KEEGAN  I don’t know, I heard a lot of people raving about Farhadi’s film. He was here, and for those of us who didn’t go to Cannes, it was a treat to catch up on those movies in a festival environment.

Telluride isn’t traditionally known as a marketplace, but there are a few acquisition titles that grabbed me. I hope Emelie Mahdavian‘s Bitterbrush, a Concordia film about a couple of female cattle herders in Idaho finds a good home. Yes, it made me want to run off and become a ranch hand, but it’s also a really cinematic portrait of womens’ friendship and hard work and a new twist on the Western. I’m crossing my fingers, too, for the delightfully weird stop-motion animated mockumentary, Marcel the Shell With Shoes On, the brainchild of comedian Jenny Slate and Dean Fleischer-Camp, which reminds me of an indie Pete Docter movie.

FEINBERG  Well, if you do decide to run off and become a ranch hand, you can just repurpose your hat and boots from this trip — I wish I was as skilled at dressing for this fest! Two other Telluride titles that I hear distributors are circling are Peter HedgesThe Same Storm, which Hedges shot over Zoom during lockdown with the likes of Elaine May and Sandra Oh; and Robert Greene’s Procession, an experimental doc which went over really well with members of the doc community who were here on the ground.

KEEGAN  Not everything went off with a bang, of course. Encounter, Michael Pearce‘s sci fi film for Amazon which provided the occasion for a Riz Ahmed tribute at the festival, and which got the coveted Patron Preview slot, seemed to leave many viewers shaking their heads.

FEINBERG  Yeah. I’m not sure there’s a huge appetite at the moment for a film that is ostensibly about another pandemic.
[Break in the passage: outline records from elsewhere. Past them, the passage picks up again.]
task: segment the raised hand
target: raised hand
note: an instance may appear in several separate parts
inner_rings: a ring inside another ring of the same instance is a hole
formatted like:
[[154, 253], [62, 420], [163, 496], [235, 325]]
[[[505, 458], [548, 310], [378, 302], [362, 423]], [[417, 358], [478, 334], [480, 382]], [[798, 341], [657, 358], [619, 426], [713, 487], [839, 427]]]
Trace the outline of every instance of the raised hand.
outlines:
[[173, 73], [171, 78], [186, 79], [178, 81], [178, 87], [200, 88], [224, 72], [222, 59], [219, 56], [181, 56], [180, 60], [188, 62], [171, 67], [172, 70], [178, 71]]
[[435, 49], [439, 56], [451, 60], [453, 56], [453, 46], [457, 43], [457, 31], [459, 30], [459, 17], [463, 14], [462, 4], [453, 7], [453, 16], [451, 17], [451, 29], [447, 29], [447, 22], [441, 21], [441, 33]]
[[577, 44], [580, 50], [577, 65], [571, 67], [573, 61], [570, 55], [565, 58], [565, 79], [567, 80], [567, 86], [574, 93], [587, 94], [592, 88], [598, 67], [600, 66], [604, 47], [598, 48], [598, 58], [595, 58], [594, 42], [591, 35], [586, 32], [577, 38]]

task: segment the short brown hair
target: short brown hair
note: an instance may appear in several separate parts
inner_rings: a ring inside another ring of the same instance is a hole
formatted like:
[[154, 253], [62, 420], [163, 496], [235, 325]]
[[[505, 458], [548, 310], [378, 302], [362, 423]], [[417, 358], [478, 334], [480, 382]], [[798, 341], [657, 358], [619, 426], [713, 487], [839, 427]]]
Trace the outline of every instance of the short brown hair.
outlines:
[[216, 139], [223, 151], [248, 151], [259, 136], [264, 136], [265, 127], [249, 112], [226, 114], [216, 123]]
KEEGAN  One of the big worries heading into this festival was whether it would turn out to be a big Covid-sharing stew, as the Delta variant rages. After five days of mingling with vaccinated and tested friends and colleagues, I’m hopeful we all go home healthy, but it’s truly too soon to tell. A safer subject for prediction is that the season will go on either way, as we await a number of big premieres at Toronto, New York and London.

FEINBERG  That’s right. Fingers crossed and PPE ready as we await the premieres in Toronto of Dear Evan Hansen, The Eyes of Tammy Faye and The Humans; in New York of The Tragedy of Macbeth and perhaps Don’t Look Now and Tick… Tick… Boom; in London of The Harder They Fall; and somewhere in-between or afterwards of Nightmare Alley, West Side Story, Being the Ricardos, House of Gucci, The Last Duel, The Tender Bar and whatever Paul Thomas Anderson ends up calling his latest film.

I’m excited to see how those films go over — and that they will give us an excuse to have another conversation like this before long. Thanks, Rebecca.